Replidyne and Cardiovascular Systems (CSI) have entered into a definitive merger agreement under which CSI will merge with Replidyne in an all-stock transaction.
The move will allow CSI to become a publicly-traded company without having to complete an initial public offering. The St. Paul, Minn.-based company filed to go public in January, with plans to raise $86.2 million. However, it withdrew its IPO Tuesday, in conjunction with the merger announcement.
Under terms of the agreement, the Louisville, Colo.-based Replidyne said it will issue new shares of its common stock to CSI shareholders, whereby former CSI shareholders are expected to own 83 percent of the combined company, and Replidyne shareholders are expected to own 17 percent of the combined company on a fully diluted basis, using the treasury stock method, subject to adjustments as described in the merger agreement.

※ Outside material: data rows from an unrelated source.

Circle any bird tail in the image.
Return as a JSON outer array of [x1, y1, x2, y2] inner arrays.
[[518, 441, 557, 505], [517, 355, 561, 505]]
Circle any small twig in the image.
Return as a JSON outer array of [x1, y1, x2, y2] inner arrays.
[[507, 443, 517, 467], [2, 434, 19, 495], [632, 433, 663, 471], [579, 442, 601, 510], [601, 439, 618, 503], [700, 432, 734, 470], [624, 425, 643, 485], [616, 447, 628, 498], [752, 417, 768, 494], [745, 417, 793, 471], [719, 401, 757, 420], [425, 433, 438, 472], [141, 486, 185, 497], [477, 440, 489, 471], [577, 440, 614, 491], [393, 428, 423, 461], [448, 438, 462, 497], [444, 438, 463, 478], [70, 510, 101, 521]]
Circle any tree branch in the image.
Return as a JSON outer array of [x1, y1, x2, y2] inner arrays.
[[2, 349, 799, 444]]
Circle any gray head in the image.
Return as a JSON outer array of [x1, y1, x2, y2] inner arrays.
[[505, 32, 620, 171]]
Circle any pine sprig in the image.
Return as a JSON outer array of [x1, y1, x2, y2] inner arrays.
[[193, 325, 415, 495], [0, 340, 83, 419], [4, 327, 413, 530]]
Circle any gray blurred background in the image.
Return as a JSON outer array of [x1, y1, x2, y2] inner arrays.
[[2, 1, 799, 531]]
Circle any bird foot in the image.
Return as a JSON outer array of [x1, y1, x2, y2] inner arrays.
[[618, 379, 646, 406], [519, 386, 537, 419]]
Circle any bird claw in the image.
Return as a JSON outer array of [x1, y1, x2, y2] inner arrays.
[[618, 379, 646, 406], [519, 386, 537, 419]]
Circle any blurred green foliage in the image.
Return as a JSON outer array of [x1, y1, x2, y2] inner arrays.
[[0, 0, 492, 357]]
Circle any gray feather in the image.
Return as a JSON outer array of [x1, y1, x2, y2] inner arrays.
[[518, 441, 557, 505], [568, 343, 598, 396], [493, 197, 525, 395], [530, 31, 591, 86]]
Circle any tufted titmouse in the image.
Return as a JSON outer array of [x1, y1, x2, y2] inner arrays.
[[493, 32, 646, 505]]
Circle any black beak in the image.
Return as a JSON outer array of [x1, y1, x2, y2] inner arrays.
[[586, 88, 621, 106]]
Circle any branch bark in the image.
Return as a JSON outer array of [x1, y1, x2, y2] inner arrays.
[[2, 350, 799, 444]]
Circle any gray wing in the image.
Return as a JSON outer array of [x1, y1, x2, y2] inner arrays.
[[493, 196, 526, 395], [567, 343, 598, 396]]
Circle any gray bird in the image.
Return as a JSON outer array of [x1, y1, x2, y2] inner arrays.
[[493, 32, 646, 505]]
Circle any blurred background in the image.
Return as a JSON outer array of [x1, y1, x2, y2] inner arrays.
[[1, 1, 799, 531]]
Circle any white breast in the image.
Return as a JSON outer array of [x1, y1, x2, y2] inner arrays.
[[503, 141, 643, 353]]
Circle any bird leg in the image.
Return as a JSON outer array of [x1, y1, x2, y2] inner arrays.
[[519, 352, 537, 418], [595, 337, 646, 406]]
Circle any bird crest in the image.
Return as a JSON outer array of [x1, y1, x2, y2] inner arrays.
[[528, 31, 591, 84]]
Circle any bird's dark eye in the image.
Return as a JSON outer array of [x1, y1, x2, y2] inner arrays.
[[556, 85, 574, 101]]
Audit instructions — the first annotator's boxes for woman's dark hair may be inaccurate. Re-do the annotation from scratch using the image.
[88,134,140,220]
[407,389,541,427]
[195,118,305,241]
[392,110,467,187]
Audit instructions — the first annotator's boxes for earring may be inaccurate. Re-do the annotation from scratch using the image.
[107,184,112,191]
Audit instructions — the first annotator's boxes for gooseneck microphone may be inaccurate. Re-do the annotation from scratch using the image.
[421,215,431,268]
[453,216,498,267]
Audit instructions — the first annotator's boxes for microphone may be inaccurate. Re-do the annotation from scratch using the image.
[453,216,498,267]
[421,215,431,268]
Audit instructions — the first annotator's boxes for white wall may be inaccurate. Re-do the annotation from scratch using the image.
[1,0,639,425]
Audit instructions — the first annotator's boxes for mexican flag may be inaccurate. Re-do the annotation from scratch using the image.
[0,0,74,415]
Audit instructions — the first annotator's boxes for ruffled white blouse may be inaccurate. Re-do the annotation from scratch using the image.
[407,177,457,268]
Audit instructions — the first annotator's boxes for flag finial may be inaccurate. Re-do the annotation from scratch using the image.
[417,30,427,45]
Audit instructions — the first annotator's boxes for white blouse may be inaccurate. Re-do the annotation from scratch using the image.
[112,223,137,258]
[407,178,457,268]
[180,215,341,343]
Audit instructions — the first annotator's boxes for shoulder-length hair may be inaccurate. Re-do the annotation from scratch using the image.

“Executing this transaction with Replidyne is an expedient way to take our company into the public market and generate a capital infusion for future growth. With an estimated $35 million to $40 million in additional cash and investments from the merger, we can further expand our sales and marketing organization and infrastructure to drive revenue growth and continue to invest in product development for future market expansion,” according to David L. Martin, president and CEO of CSI.
The boards of directors of both Replidyne and CSI have unanimously approved the transaction, which is subject to customary closing conditions, including approval by the shareholders of each of Replidyne and CSI. The companies said that the merger agreement contains certain termination rights for both Replidyne and CSI.